In the Bab Ballads and his early plays, Gilbert developed a unique “topsy-turvy” style, where the humour was derived by setting up a ridiculous premise and working out its logical consequences, however absurd. Mike Leigh describes the “Gilbertian” style as follows:
“With great fluidity and freedom, [Gilbert] continually challenges our natural expectations. First, within the framework of the story, he makes bizarre things happen, and turns the world on its head. Thus the Learned Judge marries the Plaintiff, the soldiers metamorphose into aesthetes, and so on, and nearly every opera is resolved by a deft moving of the goalposts… His genius is to fuse opposites with an imperceptible sleight of hand, to blend the surreal with the real, and the caricature with the natural. In other words, to tell a perfectly outrageous story in a completely deadpan way.”
Gilbert developed his innovative theories on the art of stage direction, following theatrical reformer Tom Robertson. At the time Gilbert began writing, theatre in Britain was in disrepute. Gilbert helped to reform and elevate the respectability of the theatre, especially beginning with his six short family-friendly comic operas, or “entertainments,” for Thomas German Reed.

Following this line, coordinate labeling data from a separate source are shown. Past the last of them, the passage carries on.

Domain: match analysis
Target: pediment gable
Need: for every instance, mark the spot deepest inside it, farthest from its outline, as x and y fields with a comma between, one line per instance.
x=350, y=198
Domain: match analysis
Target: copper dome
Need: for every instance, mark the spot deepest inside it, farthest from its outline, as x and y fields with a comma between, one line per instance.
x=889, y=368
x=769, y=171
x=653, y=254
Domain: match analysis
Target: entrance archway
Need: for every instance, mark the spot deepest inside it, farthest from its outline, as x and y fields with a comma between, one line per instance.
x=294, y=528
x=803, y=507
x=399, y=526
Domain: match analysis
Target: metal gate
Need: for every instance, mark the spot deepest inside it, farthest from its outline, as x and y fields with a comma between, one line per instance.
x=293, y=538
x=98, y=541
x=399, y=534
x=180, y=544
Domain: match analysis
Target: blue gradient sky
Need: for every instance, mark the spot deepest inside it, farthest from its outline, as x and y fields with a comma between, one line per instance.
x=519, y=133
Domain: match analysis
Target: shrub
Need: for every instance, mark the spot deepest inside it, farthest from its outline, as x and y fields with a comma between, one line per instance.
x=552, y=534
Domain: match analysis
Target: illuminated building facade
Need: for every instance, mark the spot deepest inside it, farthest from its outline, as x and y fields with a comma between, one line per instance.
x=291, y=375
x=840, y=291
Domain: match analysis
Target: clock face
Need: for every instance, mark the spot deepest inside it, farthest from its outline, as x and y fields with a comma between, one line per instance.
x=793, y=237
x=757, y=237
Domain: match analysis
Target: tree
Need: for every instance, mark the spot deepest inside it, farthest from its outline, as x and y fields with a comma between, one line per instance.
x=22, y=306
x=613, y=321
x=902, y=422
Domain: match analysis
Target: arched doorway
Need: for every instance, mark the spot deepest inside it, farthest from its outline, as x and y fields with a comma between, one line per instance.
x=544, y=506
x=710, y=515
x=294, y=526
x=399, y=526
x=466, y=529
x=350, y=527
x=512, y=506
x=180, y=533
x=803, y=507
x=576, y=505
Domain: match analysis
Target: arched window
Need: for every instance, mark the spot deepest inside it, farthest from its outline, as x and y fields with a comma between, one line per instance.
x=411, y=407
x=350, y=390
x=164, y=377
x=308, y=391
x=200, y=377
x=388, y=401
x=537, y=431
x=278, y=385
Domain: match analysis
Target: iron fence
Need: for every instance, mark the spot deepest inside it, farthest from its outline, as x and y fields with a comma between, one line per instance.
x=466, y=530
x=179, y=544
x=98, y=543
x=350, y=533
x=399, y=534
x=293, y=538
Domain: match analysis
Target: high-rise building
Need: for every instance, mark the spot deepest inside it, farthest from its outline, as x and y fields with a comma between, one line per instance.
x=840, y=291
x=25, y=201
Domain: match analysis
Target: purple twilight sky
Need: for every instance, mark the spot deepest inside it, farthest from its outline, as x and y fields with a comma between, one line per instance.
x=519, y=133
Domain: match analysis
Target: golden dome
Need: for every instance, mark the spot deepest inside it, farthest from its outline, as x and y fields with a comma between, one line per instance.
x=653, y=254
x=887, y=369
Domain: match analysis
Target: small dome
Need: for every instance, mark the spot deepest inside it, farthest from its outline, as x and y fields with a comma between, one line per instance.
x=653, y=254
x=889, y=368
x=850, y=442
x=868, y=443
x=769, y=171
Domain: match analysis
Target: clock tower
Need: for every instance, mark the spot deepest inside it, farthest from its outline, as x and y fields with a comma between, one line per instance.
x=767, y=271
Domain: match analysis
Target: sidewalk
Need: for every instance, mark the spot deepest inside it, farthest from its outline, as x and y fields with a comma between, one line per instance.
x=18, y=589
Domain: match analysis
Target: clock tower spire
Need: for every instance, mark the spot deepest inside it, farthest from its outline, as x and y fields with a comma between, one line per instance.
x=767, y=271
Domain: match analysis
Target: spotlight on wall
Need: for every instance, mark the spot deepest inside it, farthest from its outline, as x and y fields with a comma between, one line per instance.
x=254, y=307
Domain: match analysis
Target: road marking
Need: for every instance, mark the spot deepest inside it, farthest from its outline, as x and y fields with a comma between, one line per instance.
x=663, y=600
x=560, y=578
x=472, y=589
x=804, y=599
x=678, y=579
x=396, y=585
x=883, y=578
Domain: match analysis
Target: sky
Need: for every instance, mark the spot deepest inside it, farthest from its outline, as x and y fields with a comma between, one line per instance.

At a rehearsal for one of these entertainments, Ages Ago (1869), the composer Frederic Clay introduced Gilbert to his friend, the young composer Arthur Sullivan. Two years later, Gilbert and Sullivan would write their first work together. Those two intervening years continued to shape Gilbert’s theatrical style. He continued to write humorous verse, stories and plays, including the comic operas Our Island Home (1870) and A Sensation Novel (1871), and the blank verse comedies The Princess (1870), The Palace of Truth (1870), and Pygmalion and Galatea.